The mention of trees sheltering wildlife reminds me of yet another story from camping that was unaccountably omitted from my vacation chronicles, as long-winded as they were. On our last day there, we packed up both campsites and then set off for the beach as we usually do, to enjoy one final splurge of sand and surf before heading back to mundane reality. Not so fast! At the top of the hill to the beach, we ran into a handful of youngsters tormenting a poor mole, who had somehow come out from underground where he should have been, and had fallen into the clutches of these ruffians, chasing him around for sport.
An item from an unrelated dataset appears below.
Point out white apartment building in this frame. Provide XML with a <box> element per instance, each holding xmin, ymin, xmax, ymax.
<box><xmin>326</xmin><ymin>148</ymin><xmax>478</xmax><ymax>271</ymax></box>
We stamped into the middle of the fray trying to disperse them, and managed to hold them at bay by brandishing our beach chairs at them in a menacing fashion, while giving the mole some much-needed breathing room. (Anyone who knows me can tell you that my prowess at the hymnal toss was legendary, from the annual donnybrook known as our old raucous congregational meetings at church, and while my chair throwing skills were not at the top of the class, they were still nothing to sneeze at either, by heaven.) We soon realized that the substantial curbs proved to be an insurmountable obstacle for the tiny critter to find his way to safety, and away from the ceaseless tramping steps of beach-goers all day long. Finally I just scooped him up with a beach towel and deposited him into the brush, then prodded him into the bushes and away from the hill, hopefully out of harm's way. In retrospect, I can't imagine what the people behind us must have thought - since they hadn't seen the original incident to start with, and had no idea why we were behaving in such an outlandish manner - but to give them credit, most of them did stop and give us free rein to accomplish whatever lunacy they thought we were up to. When we came up from the beach much later, we saw no evidence of the beleaguered rodent, which we considered a good sign, and with cautious optimism, reckoned our ad hoc mole rescue to be a success. While I can't pretend that I possess any unique talents for rescuing furry varmints, please be advised that I am available to fill a need for hymnal tossing at any time.